My problem is memo, and its impact on solving. If I had Rowe's old 3OP memo times, I could average sub-1 But now Rowe's doing freestyle, and trying M2.

I'd say that you should have no fear of 3OP being too slow until you hit sub-90 consistently.


----------



## joey (May 22, 2008)

Well, 3OP is capable of sub-1, as Rowe first showed.
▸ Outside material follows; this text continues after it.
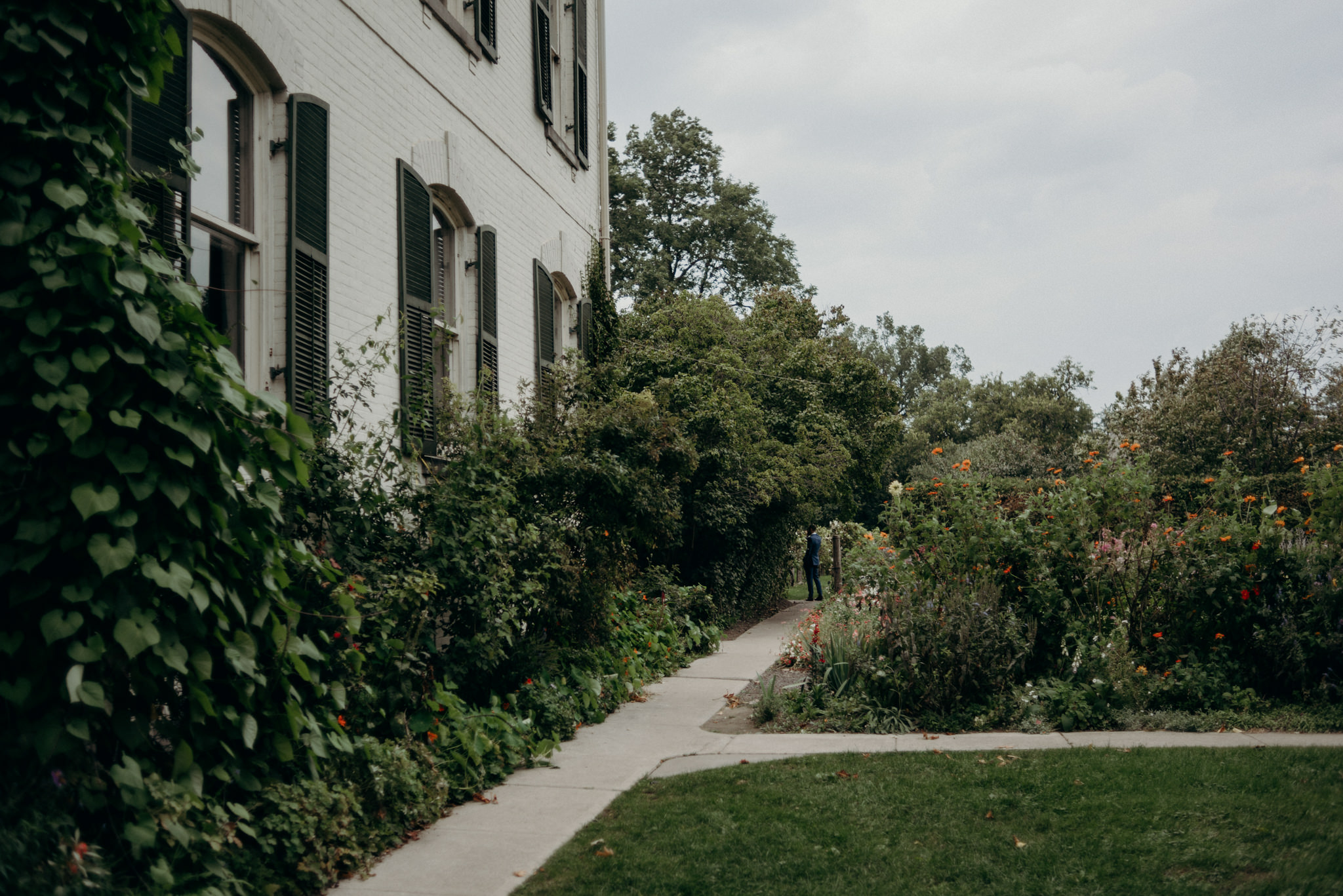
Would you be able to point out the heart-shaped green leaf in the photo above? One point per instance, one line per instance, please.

Now Sinepi, Yu etc (I'm not sure which other sub-60er BLDers use 3OP) has done it too.

Lucas ^^ has pretty immense solving times with 3OP, like 3x.xx average! (I'm around 40.xx, but meh!)

Ps: I got a 23.xx sighted BLD solve!! (on a scramble of rowe's!) I wish I could average that, but I'm not sure how possible that is!


----------



## Stefan (May 22, 2008)

ajmorgan25 said:


> Thanks, that clears things up a bit. I'm supposed to know your *old* method. Now I'll have to go read that.


Let me clarify: If you understand my old method, you should understand my M2/R2 description. But I believe you don't need to understand or even know my old method for it. If you just have a good general understanding of blindcubing or at least cubing, then you might understand it, too. Erik's description of it can also help, he explains a bit more I think.


----------



## masterofthebass (May 22, 2008)

Stefan, when I started learning M2, for some reason, I gravitated towards Erik's site. Now, I'm one of the very few M2 users who use FD as their buffer (It's really weird watching tutorials of someone who uses DF ). I had absolutely no trouble learning the method, and can't see the problems that people are having. It may be that my memo system was very, very primitive, allowing for the adaptation. The idea of M2 is just based off of ABA'B' - BAB'A' commutators, where the B' and B cancel out. I find it ingenious how you came up with it, and wouldn't know what I would do without it.


----------



## Mike Hughey (May 22, 2008)

joey said:


> Lucas ^^ has pretty immense solving times with 3OP, like 3x.xx average! (I'm around 40.xx, but meh!)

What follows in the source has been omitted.